XBP1 Il plasmide Double Nickase (m) consiste in una coppia di plasmidi ingegnerizzati per l'editing ad alta specificità del locus Xbp1 nelle linee cellulari mouse. Ciascun plasmide esprime una nickasi Cas9 D10A e un sgRNA distinto che prende di mira filamenti di DNA opposti all'interno di Xbp1. Quando indirizzate verso siti adiacenti su filamenti di DNA opposti, le due nickasi generano tagli a filamento singolo sfalsati che insieme producono una rottura a doppio filamento sfalsata, richiedendo un'attività coordinata sul bersaglio da entrambe le guide. La rottura del DNA risultante viene risolta da vie di riparazione cellulare endogene, più comunemente attraverso la giunzione non omologa delle estremità (NHEJ), portando a inserzioni o delezioni che interrompono la funzione di Xbp1. Richiedendo il coinvolgimento di due sgRNA nel locus bersaglio, l'approccio a doppia nickasi migliora la specificità dell'editing e fornisce una strategia CRISPR complementare per applicazioni in cui è desiderato un controllo aggiuntivo sulla precisione del targeting.

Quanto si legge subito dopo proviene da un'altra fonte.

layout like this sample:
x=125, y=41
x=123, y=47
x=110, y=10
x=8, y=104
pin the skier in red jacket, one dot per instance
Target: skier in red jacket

Per supportare l'identificazione efficiente delle cellule modificate, un plasmide codifica la GFP per la visualizzazione fluorescente delle popolazioni trasfettate, mentre il plasmide di accompagnamento porta un gene di resistenza alla puromicina per la selezione antibiotica. Insieme, queste caratteristiche supportano l'arricchimento efficiente delle popolazioni co-trasfettate e semplificano la convalida dei cloni con Xbp1 interrotto.
Solo per uso di ricerca. Non destinato a uso diagnostico o terapeutico.